Climatologo, divulgatore, presidente della Società Meteorologica Italiana, Mercalli ha dedicato la vita a far dialogare scienza e coscienza. Lo fa con il piglio del professore e l’anima dell’alpinista: ama le parole precise come i numeri, ma ha anche il cuore di chi ha visto la neve cadere sempre meno. È un testimone del cambiamento, uno di quelli che non ha mai smesso di prendere appunti, e oggi quelle note diventano una bussola per chi vuole capire da dove veniamo e, soprattutto, dove stiamo andando.

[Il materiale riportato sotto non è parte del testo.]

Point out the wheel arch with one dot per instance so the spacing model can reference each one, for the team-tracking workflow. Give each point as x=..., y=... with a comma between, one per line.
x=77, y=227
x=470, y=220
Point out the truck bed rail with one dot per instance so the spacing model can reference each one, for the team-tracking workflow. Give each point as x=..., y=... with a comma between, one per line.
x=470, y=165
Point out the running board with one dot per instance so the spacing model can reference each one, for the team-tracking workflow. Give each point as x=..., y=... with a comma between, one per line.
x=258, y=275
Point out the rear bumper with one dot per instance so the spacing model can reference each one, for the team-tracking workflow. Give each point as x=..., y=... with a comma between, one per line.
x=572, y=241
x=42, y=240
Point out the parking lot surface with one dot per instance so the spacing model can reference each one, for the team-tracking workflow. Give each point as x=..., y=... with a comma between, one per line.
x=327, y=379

Nel suo ultimo libro, Breve storia del clima in Italia (Einaudi), Mercalli ci accompagna in un viaggio che inizia nel Neolitico e arriva fino alla crisi climatica contemporanea. Un racconto rigoroso ma accessibile, fatto di dati, mappe, ricostruzioni storiche e aneddoti sorprendenti. Perché il clima, spiega Mercalli, non è solo una questione di gradi centigradi, ma di memoria collettiva. Di agricoltura, di migrazioni, di guerre e rinascite. Una cronaca appassionata – e per certi versi struggente – che restituisce dignità al tempo atmosferico e ci invita, finalmente, a guardare in alto. E dentro. Noi di Domanipress l’abbiamo incontrato nel nostro Salotto Digitale.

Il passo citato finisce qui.